The president and CEO of a company founded the same year classes were first held at S&T has donated $550,000 to provide more classroom space for today’s students.
Construction began in July on a new Classroom Learning Center at Missouri S&T. Robert M. Williams Jr., ME’74, president and CEO of St. Louis-based Williams Patent Crusher and Pulverizer Co., contributed $550,000 to the university in support of the project.
His gift will fund the learning center’s largest space, a 300-seat lecture hall, as well as a major area in the center’s main lobby.
The new Classroom Learning Center will add 15,900 square feet of space to the Computer Science Building. In addition to the 300-seat lecture hall, the learning center will include four 100-seat classrooms and three student learning commons.
The lecture hall and main lobby space will be named in recognition of Williams and his family: wife Kathy, son Robert M. Williams III, who works for the family business in information technology, and daughter Ashley Williams, ChE’09, who is a project and design engineer for the company.

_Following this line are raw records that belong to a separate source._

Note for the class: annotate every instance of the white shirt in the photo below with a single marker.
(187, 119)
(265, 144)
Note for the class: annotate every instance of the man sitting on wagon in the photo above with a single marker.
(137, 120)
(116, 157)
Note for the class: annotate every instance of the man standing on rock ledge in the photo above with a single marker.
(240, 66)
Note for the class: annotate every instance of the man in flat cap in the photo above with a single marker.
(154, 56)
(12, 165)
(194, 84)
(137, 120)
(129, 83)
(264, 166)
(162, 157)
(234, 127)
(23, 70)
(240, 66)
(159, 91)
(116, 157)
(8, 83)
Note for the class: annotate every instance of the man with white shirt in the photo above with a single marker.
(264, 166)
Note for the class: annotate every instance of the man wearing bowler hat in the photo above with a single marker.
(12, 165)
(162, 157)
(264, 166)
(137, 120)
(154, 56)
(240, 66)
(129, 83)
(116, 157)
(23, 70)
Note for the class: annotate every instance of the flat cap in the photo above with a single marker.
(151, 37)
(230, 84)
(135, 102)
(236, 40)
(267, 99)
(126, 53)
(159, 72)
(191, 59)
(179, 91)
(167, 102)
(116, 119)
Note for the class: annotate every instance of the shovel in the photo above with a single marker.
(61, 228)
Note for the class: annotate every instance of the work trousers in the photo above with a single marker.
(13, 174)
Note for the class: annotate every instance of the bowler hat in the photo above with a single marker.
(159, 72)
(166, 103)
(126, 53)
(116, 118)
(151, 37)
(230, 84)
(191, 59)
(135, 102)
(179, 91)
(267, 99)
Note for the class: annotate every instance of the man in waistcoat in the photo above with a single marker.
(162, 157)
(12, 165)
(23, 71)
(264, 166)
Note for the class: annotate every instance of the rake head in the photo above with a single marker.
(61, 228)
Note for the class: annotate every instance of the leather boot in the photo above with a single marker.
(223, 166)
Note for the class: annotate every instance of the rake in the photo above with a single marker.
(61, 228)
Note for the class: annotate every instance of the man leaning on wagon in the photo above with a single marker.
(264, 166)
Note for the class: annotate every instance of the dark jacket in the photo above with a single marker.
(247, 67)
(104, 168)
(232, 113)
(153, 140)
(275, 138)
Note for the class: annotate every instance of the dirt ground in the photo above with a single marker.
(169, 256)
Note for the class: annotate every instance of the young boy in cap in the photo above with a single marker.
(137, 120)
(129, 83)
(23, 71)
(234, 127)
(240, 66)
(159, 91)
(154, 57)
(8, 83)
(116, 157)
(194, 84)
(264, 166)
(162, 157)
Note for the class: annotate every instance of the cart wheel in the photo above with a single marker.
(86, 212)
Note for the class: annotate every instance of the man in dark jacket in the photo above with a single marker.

“It is important to give back to the university that provided me with a world-class education,” says Williams, a member of S&T’s Academy of Mechanical and Aerospace Engineers who received an award of professional distinction from S&T in 2007. “We owe it to students to better the world however we can.”
The new Classroom Learning Center is scheduled for completion by fall 2020. The $7.6 million project will be funded by private charitable contributions and university reserves.